Nesse livro, Freud aborda o sonho e sua interpretação buscando um caráter científico. Ao mesmo tempo que faz isso, cria os pilares fundamentais da psicanálise. Na obra Freud apresenta suas ideias sobre de onde vêm os sonhos, por que eles ocorrem e como funcionam. Apresenta o conceito de conteúdo manifesto, que é a descrição textual do que se recorda de um sonho, e quais são os processos que levam à transformação do pensamento em conteúdos manifestos. Conclui que os sonhos representam, de maneira disfarçada, a realização de desejos inconscientes que estão em conflito e buscam uma forma de se expressar. O material utilizado para sua formação encontra-se no inconsciente e a sua manifestação se dá através da união dos conteúdos escondidos (ou recalcados) às memórias e lembranças do dia a dia.

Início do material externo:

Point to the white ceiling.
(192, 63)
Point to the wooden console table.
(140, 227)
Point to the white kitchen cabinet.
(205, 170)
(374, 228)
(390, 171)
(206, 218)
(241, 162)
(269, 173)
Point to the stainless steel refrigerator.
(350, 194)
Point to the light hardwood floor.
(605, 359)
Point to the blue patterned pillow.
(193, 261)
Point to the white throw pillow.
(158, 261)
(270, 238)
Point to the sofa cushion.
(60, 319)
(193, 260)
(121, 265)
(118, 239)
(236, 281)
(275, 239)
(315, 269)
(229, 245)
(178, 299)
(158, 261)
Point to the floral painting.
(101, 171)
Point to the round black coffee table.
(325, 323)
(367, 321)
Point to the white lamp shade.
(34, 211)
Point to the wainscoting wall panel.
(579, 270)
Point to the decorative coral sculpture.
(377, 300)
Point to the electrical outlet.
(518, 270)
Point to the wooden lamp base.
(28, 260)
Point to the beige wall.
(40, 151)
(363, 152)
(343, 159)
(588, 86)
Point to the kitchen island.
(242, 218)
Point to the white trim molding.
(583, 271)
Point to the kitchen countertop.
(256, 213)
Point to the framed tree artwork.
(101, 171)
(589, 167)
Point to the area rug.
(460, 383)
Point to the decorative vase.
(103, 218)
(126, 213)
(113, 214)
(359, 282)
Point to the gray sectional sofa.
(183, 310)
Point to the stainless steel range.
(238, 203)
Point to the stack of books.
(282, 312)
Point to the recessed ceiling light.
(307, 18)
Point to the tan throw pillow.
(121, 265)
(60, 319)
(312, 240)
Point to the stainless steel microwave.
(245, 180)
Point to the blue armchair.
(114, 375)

Ao fechar os olhos à noite, além do descanso físico, ocorre com o sono o relaxamento da consciência. Os mecanismos de defesa e censura que nos orientam durante o dia, em estado de vigília, se tornam ineficientes, e já não conseguem barrar totalmente a expressão dos desejos inconscientes. Estes então se unem a experiências e vivências que estão na memória e se manifestam buscando, através dessas associações, os disfarces necessários para driblar a defesa consciente. Não à toa muitas vezes os sonhos são confusos ou parecem não ter sentido. Ocorre que para superar o disfarce do verdadeiro desejo recalcado em um sonho é necessário empregar um processo de interpretação que ultrapasse o conteúdo. Freud categoriza esses disfarces como condensação, deslocamento, representações e elaborações secundárias.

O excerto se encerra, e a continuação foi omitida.